2. The Stranger, Albert Camus
I read this in high school, and it was the first Camus I read. My English teacher at the time believed that Meursault's emotional detachment made him a bad person. But I always read it differently. Meursault's emotional detachment is a reasonable reaction to a terrible, broken world. Meursault is a "bad" person because he chooses to be a bad person. No one (or no being) is telling us what to do. All we have is ourselves.

3. The Ballad of Reading Gaol, Oscar Wilde
This is cheating a bit since it's a poem, but after reading several, lighthearted Oscar Wilde plays, I was shocked to learn this dark, beautiful poem, which I read in middle school, was written by the same man. Wilde wrote the poem after being imprisoned for being gay. I used to know the whole poem by heart.

This too I know—and wise it were 
If each could know the same— 
That every prison that men build 
Is built with bricks of shame, 
And bound with bars lest Christ should see 
How men their brothers maim.

4. Hard Boiled Wonderland and the End of the World, Haruki Murakami
I read this in college, and it was my first Murakami. He writes metaphysical fiction. A little hard to explain, but interesting and mind-bending. The world is not always as it appears.

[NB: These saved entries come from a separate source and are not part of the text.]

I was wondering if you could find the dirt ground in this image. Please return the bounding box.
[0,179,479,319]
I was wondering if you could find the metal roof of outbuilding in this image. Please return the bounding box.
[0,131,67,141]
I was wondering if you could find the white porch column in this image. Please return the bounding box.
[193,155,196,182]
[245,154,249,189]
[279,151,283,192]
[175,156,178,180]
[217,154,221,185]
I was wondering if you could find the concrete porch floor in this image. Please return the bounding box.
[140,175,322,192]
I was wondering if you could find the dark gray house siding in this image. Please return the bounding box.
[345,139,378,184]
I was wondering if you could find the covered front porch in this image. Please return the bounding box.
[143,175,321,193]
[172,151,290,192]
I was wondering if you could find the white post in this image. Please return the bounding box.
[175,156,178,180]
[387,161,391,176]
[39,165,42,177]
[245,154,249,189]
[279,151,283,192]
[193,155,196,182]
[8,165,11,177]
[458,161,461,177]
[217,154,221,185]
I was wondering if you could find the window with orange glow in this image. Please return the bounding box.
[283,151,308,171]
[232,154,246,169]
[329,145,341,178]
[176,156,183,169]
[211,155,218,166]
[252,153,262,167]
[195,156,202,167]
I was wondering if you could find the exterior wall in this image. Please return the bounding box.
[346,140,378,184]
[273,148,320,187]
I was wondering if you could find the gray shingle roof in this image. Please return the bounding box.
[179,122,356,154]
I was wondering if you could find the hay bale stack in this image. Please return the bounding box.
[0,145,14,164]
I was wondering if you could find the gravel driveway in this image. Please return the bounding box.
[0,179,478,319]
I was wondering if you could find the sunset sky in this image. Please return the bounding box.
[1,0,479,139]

5. A Canticle for Leibowitz, Walter M. Miller, Jr.
I read this in middle school because I'd been on a James Michener kick and a character in Space references this book through the line, "Blessed Saint Leibowitz, keep 'em dreaming down there." It was among the first  post-apocalyptic books I read, and I found its metaphors of the cycle of birth and destruction to be quite powerful. In the end, it's only the vultures who win.

6. The Prince, Niccolò Machiavelli
I read this book in college and thought it was hilarious. Just remember to do all the terrible things at once so later you can be nice and relax regulations a little. If you try to draw out all the terrible changes you want to make, your unpopularity will just continue to grow.

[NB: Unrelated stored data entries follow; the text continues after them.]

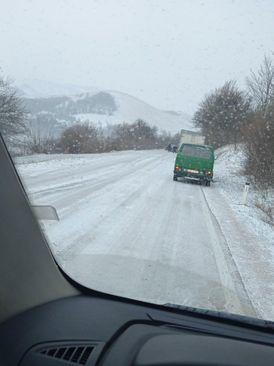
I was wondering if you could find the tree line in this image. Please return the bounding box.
[55,119,179,154]
[193,56,274,189]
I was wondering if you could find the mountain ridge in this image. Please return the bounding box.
[19,80,194,135]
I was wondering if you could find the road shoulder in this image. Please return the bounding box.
[203,185,274,320]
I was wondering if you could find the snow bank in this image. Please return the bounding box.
[202,145,274,319]
[214,144,274,246]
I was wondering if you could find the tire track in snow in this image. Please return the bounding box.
[28,154,159,197]
[29,153,165,217]
[47,153,170,256]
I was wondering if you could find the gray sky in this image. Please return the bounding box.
[0,0,273,113]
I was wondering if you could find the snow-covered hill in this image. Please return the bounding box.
[19,80,193,135]
[74,90,193,133]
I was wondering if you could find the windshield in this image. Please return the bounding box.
[180,145,212,159]
[1,0,274,322]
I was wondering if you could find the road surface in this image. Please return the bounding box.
[17,150,257,317]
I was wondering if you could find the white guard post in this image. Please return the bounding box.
[242,182,250,205]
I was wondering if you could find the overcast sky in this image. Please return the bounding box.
[0,0,273,113]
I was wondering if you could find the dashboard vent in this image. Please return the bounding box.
[38,344,94,364]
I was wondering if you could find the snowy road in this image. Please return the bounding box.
[17,150,272,319]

7. The Complete Works of Edgar Alan Poe
I couldn't choose a specific Poe piece, so I had to go with the whole book. While I enjoy his short stories, I've always been more partial to his poetry. Particularly Annabelle Lee, and, because I enjoyed the cadence and its (relative) levity surprised me for Poe, The Bells.

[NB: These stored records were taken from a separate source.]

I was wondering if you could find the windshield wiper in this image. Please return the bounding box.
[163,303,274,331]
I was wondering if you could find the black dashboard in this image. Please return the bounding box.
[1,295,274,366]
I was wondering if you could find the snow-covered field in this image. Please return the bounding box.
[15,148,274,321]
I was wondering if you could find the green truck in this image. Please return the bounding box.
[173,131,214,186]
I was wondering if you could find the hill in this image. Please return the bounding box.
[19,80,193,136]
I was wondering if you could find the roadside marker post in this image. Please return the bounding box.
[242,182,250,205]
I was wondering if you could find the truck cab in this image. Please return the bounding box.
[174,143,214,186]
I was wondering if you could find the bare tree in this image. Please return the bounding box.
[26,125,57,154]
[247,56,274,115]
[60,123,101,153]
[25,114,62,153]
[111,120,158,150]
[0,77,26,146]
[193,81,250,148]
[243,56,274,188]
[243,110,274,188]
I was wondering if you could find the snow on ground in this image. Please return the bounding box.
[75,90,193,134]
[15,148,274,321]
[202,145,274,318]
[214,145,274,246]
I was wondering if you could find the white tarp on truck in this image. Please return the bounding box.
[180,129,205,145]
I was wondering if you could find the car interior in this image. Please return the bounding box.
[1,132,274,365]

Hear the sledges with the bells -
Silver bells!
What a world of merriment their melody foretells!
How they tinkle, tinkle, tinkle,
In the icy air of night!
While the stars that oversprinkle
All the heavens, seem to twinkle
With a crystalline delight;
Keeping time, time, time,
In a sort of Runic rhyme,
To the tintinnabulation that so musically wells
From the bells, bells, bells, bells,
Bells, bells, bells -
From the jingling and the tinkling of the bells.


(Don't worry, the story gets darker from there)



8. The Encyclopedia
I used to spend hours sitting in my basement reading the encyclopedia. I was really popular.


9. Starship Troopers, Robert A. Heinlein
I read this in middle school. And, unlike the terrible movie version, this book is very civic. In fact, nearly half the book takes place in a civics classroom. Really the whole book is just a discussion of what makes good citizens, what should be expected of good citizens, and how institutions should work to support good citizens. For some reason, I was really into thinking about that. Go figure.